Table Of Useful Tener Phrases
Memorizing tener as a lone verb helps, yet phrases are where fluency shows up. Use this table to build mini scripts. Swap the subject, change the tense, and you’ve got fresh sentences.
| Phrase | Meaning | Sample Line |
|---|---|---|
| tener que + infinitive | to have to | Tengo que salir ahora. |
| tener hambre | to be hungry | Tenemos hambre, ¿comemos? |
| tener sed | to be thirsty | ¿Tienes sed? |
| tener miedo | to be afraid | No tengo miedo. |
| tener razón | to be right | Tienes razón. |
| tener prisa | to be in a hurry | Tengo prisa hoy. |
| tener suerte | to be lucky | Tuvimos suerte. |
| tener calor | to feel hot | Tengo calor. |
| tener frío | to feel cold | Tienen frío. |
| tener ganas de | to feel like | Tengo ganas de café. |
Common Errors And Fast Fixes
Most tener mistakes come from mixing stems or picking the wrong tense for the story. Fixing them is often one small swap. Here are the slip-ups that show up a lot in beginner and intermediate writing.
Mixing The Stems
Present tense likes tien- in most persons, yet preterite jumps to tuv-. If you catch yourself starting “tien-” in a past, pause and check if you meant imperfect tenía or preterite tuve.
Using Ser Or Estar With Tener Phrases
Hunger, thirst, age, fear, and similar states usually pair with tener. If you wrote soy hambre or estoy 20 años, switch to tengo and the sentence snaps into place.
Forgetting Accent Marks
Accents change meaning and rhythm. Compare tiene with tenía. When you practice, write the accent as part of the word, not as a final touch.
Practice Drills You Can Do In Ten Minutes
Want a simple routine? Pick one tense, one subject, and one phrase, then rotate. You’ll feel the endings in your mouth, not just in your notes.
Drill 1: Present To Preterite Switch
- Say a present line: Tengo tiempo.
- Flip it to a finished past: Tuve tiempo.
- Say it again with a new subject: Ella tuvo tiempo.

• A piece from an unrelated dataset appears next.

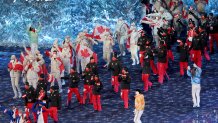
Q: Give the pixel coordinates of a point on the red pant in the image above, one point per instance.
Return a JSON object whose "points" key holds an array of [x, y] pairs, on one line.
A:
{"points": [[87, 92], [197, 58], [183, 65], [70, 93], [115, 83], [147, 83], [53, 112], [29, 107], [213, 37], [96, 99], [125, 97], [45, 116], [141, 57], [153, 66], [170, 55], [206, 55], [189, 43], [161, 71]]}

Drill 2: Phrase Ladder With Tener Que
- Tengo que estudiar.
- Tenía que estudiar.
- Tuve que estudiar.
- Tendré que estudiar.
- Quiero que tenga que estudiar (stretch practice).
Drill 3: Write Five Micro Stories
Write five two-sentence stories using one tener phrase each. Keep the story plain, then read it out loud. If a tense feels off, swap imperfect and preterite and see which one matches your meaning.
A Clean Mental Map For Tener
If you want one thing to stick, keep these three stems in mind: tien- for most of the present, tuv- for the preterite, and tendr- for coming-time and conditional. Add teng- for “yo present” and many subjunctive and command forms.
That’s it. Four shapes, many sentences. Once you can spot the shape you need, conjugation stops feeling like a memory test and starts feeling like a choice.